Nanosonics’ flagship Trophon system – an automated ultrasound probe cleaner that uses sonically-activated hydrogen peroxide mist – is expected to continue to drive sales.

“Our buy thesis remains unchanged, and despite a few minor tweaks and market uncertainty around FDA approval processes and commercialisation timing, we view the Trophon business as a decade-plus cash cow and Coris as a significant contributor to topline growth, margin and profit in coming years,” Wilkie wrote.

“Happy to stay on the front foot and view the weakness post strong FY25 result as viable entry point for investors.”

Morgans maintains a buy rating on Nanosonics but has downgraded its 12-month price target from $5.50 to $5.

 

 

 

Power’s Powerplay: Weaker EBR share price presents buying opportunity

Developer of the WiSE CRT System – the world’s only leadless solution for pacing the left side of the heart, EBR Systems (ASX:EBR) is Power’s stock of the week on the back of a lower share price.

“That share price has fallen around 9% for the week, which we think has created a great buying opportunity,” Power said.

President and CEO John McCutcheon of the Silicon Valley-based medical device company will be in Australia in a couple of weeks to also present HealthInvest.

“This will be an opportunity for John to update the market,” Power said.

WiSE was approved by the FDA in April and eliminates the need for cardiac pacing leads, historically a major source of complications, offering a potentially safer and more physiologically effective solution for patients requiring Cardiac Resynchronisation Therapy (CRT).
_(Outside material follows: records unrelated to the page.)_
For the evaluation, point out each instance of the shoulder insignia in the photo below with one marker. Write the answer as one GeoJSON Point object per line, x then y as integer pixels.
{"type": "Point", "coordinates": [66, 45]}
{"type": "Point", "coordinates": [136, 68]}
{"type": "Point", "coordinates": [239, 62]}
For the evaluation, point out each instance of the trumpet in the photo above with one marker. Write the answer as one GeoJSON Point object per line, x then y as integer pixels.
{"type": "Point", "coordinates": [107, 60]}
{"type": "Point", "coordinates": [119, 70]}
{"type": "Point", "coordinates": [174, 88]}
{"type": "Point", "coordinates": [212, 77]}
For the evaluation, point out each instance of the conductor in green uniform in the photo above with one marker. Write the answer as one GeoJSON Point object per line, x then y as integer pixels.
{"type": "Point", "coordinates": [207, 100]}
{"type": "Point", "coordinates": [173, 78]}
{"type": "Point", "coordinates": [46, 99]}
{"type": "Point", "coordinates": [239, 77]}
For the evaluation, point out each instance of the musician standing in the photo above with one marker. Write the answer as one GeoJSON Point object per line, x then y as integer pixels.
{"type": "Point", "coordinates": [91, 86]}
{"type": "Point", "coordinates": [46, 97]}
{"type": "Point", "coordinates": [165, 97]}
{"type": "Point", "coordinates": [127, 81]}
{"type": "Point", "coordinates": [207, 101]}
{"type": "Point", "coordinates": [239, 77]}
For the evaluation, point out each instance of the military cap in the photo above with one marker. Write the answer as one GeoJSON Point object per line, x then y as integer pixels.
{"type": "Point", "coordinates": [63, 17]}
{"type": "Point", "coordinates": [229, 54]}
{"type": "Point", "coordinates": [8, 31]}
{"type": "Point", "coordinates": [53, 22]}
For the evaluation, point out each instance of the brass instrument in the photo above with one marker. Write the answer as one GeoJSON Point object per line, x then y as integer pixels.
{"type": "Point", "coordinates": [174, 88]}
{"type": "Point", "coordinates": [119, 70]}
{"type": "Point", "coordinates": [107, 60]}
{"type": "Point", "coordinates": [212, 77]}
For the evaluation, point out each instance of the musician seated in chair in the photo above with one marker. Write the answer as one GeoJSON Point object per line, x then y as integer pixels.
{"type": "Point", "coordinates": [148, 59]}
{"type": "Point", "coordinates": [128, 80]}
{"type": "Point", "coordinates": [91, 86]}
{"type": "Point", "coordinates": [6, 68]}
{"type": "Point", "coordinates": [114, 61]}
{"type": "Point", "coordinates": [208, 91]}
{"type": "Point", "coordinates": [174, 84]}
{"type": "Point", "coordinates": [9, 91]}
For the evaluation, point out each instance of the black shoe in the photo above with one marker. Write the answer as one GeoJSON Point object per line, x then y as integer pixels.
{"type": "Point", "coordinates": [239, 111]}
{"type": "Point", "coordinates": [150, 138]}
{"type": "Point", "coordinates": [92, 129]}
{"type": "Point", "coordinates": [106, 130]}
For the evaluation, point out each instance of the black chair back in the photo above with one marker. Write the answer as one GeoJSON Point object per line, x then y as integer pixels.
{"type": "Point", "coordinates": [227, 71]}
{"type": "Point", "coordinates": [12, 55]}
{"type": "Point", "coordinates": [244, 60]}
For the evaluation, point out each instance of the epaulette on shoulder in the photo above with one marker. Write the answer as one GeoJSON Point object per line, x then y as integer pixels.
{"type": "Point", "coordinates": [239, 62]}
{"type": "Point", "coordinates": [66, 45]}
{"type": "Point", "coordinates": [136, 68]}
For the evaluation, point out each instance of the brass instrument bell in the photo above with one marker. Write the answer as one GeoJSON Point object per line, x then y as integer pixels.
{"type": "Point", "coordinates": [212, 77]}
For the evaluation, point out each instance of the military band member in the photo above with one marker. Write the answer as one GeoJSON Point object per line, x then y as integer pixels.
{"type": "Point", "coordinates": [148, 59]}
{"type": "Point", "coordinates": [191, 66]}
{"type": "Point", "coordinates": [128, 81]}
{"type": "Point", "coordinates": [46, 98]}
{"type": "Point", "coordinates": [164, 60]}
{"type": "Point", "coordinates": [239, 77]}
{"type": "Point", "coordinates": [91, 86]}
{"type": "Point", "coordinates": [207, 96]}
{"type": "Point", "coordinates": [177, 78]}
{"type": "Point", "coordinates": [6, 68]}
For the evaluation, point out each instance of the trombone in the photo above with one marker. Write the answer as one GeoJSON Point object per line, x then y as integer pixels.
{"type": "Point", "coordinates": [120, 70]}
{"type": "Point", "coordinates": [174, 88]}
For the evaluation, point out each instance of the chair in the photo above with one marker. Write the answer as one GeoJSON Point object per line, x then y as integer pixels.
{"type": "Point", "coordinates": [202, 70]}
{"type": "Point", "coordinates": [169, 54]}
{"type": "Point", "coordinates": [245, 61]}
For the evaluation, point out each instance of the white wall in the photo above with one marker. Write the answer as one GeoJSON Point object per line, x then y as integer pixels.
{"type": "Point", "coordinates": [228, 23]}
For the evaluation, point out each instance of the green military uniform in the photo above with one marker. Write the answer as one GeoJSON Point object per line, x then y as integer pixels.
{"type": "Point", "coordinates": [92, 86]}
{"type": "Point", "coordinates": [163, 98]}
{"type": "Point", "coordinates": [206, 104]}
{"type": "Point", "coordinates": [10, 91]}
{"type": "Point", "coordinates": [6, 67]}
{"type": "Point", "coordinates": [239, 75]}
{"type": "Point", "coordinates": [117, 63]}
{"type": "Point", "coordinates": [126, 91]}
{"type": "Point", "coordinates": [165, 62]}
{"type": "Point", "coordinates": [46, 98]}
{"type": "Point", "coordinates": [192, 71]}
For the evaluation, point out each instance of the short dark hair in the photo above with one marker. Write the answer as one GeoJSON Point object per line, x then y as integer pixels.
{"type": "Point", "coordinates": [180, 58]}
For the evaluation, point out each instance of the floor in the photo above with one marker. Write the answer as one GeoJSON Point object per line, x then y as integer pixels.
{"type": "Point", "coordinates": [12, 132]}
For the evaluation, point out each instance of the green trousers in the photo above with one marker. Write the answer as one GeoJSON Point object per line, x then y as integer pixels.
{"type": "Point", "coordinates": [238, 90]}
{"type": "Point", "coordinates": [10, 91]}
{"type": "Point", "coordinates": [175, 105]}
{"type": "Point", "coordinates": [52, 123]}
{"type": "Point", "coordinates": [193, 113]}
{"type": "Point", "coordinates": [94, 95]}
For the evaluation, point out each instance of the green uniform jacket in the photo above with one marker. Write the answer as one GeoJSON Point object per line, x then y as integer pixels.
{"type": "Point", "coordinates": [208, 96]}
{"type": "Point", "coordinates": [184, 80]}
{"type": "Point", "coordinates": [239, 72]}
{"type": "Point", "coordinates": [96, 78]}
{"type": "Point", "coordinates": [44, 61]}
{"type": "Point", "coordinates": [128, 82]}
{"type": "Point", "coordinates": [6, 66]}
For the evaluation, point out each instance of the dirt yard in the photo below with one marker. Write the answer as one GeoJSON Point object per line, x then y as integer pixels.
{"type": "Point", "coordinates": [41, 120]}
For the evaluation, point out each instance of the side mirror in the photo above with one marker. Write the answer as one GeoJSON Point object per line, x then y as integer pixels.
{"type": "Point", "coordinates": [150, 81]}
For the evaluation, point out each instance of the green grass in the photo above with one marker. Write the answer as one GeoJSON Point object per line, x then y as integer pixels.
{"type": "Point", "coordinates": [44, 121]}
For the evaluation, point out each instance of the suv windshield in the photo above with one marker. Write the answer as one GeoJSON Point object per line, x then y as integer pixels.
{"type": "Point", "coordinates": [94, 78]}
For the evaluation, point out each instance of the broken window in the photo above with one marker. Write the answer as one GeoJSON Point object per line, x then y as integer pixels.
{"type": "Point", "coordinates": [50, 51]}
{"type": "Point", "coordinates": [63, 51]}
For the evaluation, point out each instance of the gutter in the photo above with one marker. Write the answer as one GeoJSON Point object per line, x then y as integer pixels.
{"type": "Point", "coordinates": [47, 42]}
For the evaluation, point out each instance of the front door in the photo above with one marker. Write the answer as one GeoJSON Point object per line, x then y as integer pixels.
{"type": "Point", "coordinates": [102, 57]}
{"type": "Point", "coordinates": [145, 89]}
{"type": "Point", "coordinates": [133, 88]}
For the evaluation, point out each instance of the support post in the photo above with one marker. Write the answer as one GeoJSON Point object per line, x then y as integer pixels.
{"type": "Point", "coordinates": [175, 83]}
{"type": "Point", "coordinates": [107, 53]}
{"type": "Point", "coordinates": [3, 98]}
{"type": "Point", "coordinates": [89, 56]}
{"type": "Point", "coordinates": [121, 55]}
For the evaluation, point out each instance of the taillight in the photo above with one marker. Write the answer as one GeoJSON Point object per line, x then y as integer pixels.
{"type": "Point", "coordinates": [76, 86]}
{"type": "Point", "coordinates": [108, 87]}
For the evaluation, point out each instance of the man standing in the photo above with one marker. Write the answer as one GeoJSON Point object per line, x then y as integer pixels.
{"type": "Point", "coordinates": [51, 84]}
“We spoke to the electrophysiologist that did the first implant in one of the hospitals in Texas and he was very excited so on the back of that we expect more implants are taking place,” Power said.

The US Centers for Medicare & Medicaid Services (CMS) has granted new technology add-on payment (NTAP) approval for WiSE, which comes into effect in October.

“That is for the in-patient, in-hospital setting so that provides a lift to commercialisation process for EBR,” Power said.

“It’s a little confusing as to why the share price has drifted back but as far as we’re concerned the fundamentals remain firmly in place.

“The company is well funded for the next 18 to 24 months and we’re likely to hear a series of positive announcements around implant rates and  reimbursement, which should drive the share price higher.”

Morgans has a buy rating on EBR and 12-month target price of $2.86.